Başka canlıların yapamadığını varsaydığımız bu işi, insanoğlu aklıyla yapmaktadır.

Bilimin gücü

Bilim, yüzyıllar süren bilimsel bilgi üretme sürecinde kendi niteliğini, geleneklerini ve standartlarını koymuştur. Bu süreçte, çağdaş bilimin dört önemli niteliği oluşmuştur: Çeşitlilik, süreklilik, yenilik ve ayıklanma.

Çeşitlilik

Bilimsel çalışma hiç kimsenin tekelinde değildir, hiç kimsenin iznine bağlı değildir.
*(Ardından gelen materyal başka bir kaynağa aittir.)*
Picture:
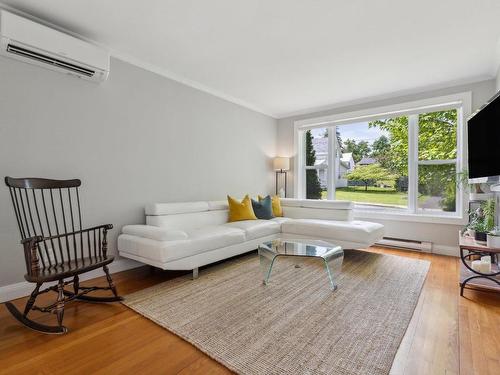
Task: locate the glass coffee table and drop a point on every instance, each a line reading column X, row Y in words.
column 332, row 255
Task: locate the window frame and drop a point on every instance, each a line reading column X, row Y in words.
column 459, row 101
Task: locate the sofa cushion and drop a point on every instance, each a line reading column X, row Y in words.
column 281, row 220
column 199, row 241
column 350, row 231
column 256, row 228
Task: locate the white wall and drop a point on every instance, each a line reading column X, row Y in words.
column 444, row 236
column 134, row 139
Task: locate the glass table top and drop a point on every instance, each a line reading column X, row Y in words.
column 299, row 247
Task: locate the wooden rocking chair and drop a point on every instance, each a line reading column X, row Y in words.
column 56, row 247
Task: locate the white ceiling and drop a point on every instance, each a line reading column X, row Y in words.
column 287, row 56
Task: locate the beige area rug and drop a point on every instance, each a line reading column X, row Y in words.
column 296, row 324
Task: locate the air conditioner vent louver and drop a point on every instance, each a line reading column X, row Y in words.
column 49, row 60
column 34, row 43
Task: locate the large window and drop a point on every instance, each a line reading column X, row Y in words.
column 401, row 161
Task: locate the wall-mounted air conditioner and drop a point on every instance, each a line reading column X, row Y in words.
column 31, row 42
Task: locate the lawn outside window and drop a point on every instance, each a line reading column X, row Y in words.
column 395, row 161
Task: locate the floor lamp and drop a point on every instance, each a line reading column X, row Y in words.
column 281, row 166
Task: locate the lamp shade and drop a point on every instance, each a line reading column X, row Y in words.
column 281, row 163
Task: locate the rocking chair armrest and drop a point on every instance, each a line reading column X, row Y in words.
column 37, row 239
column 34, row 239
column 104, row 226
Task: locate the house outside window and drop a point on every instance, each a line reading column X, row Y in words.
column 401, row 159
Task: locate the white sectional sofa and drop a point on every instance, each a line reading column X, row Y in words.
column 185, row 236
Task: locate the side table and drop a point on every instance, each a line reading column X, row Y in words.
column 472, row 279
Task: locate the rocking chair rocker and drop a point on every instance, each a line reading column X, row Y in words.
column 56, row 247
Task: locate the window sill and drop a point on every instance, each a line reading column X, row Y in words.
column 360, row 213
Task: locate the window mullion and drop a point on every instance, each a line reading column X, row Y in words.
column 412, row 163
column 332, row 150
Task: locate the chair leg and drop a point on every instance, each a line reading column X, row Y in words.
column 23, row 318
column 59, row 310
column 110, row 281
column 76, row 284
column 31, row 300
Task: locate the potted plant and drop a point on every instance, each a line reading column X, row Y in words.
column 493, row 239
column 482, row 220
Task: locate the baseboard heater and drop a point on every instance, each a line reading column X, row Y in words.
column 406, row 244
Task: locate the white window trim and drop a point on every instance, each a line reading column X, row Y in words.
column 461, row 101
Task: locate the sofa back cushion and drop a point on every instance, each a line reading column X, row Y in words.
column 317, row 209
column 187, row 216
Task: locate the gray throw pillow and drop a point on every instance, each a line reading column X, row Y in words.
column 264, row 208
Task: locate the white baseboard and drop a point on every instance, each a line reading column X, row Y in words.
column 24, row 288
column 452, row 251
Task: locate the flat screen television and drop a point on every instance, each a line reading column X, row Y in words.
column 483, row 129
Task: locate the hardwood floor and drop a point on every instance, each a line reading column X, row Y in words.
column 447, row 335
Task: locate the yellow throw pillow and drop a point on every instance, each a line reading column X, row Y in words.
column 276, row 203
column 240, row 210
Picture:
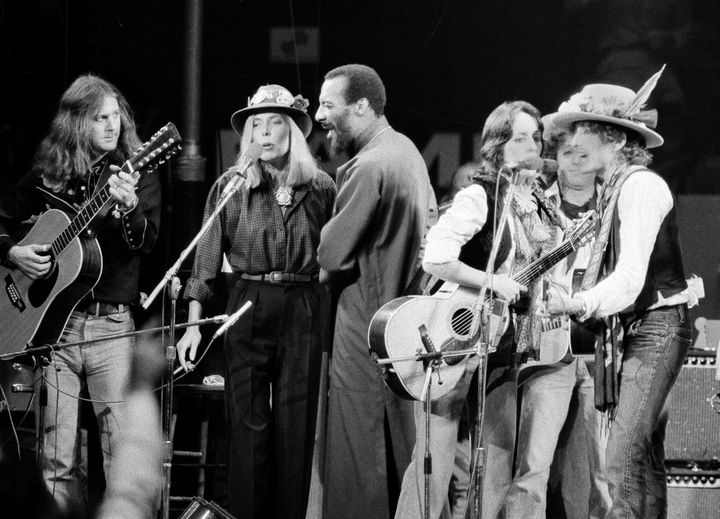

Bilim herkese açıktır. İsteyen her kişi ya da kurum bilimsel çalışma yapabilir. Dil, din, ırk, ülke tanımaz. Böyle olduğu için, ilgilendiği konular çeşitlidir; bu konulara sınır konulamaz. Hatta, bu konular sayılamaz, sınıflandırılamaz.

Süreklilik

Bilimsel bilgi üretme süreci hiçbir zaman durmaz. Kırallar, imparatorlar ve hatta dinler yasaklamış olsalar bile, bilgi üretimi hiç durmamıştır; bundan sonra da durmayacaktır.

Bir evrim süreci içinde her gün yeni bilimsel bilgiler, yeni bilim alanları ortaya çıkmaktadır. Dolayısıyla, bilime, herhangi bir anda tekniğin verdiği en iyi imkanlarla gözlenebilen, denenebilen ya da var olan bilgilere dayalı olarak usavurma kurallarıyla geçerliği kanıtlanan yeni bilgiler eklenir.

Ayıklanma

Bilimsel bilginin geçerliği ve kesinliği her an, isteyen herkes tarafından denetlenebilir. Bu denetim sürecinde, yanlış olduğu anlaşılan bilgiler kendiliğinden ayıklanır; yerine yenisi konulur.

Bu noktada şu soru akla gelecektir. Sürekli yenilenme ve ayıklanma süreci içinde olan bilimsel bilginin doğruluğu, evrenselliği savunulabilir mi? Bu sorunun yanıtını verebilmek için, bilimsel bilginin nasıl üretildiğine bakmamız gerekecektir. Sanıldığının aksine, bilimsel bilgi üretme yolları çok sayıda değildir; yalnızca iki yöntem vardır. Bu yöntemler başka bir yazının konusu olacaktır.

Teknoloji Nedir?[]

Aşağıda teknolojinin ne olduğunu tam karşılamaya çalışan bazı tanımlar yer almaktadır; bazıları bu tanımlamaları özellikle eğitim açısından ele almaktadır.

1. Teknoloji, insanın bilimi kullanarak doğaya üstünlük kurmak için tasarladığı rasyonel bir disiplindir (Simon, 1983, s.173).

2. Teknoloji somut ve deneysel anlamda temel olarak teknik yönden yeterli küçük bir grubun örgütlü bir hiyerarşi yardımıyla bütünün geri kalanı (insanlar, olaylar, makineler vb.) üzerinde denetimi sağlamasıdır (McDermott, 1981, s.142).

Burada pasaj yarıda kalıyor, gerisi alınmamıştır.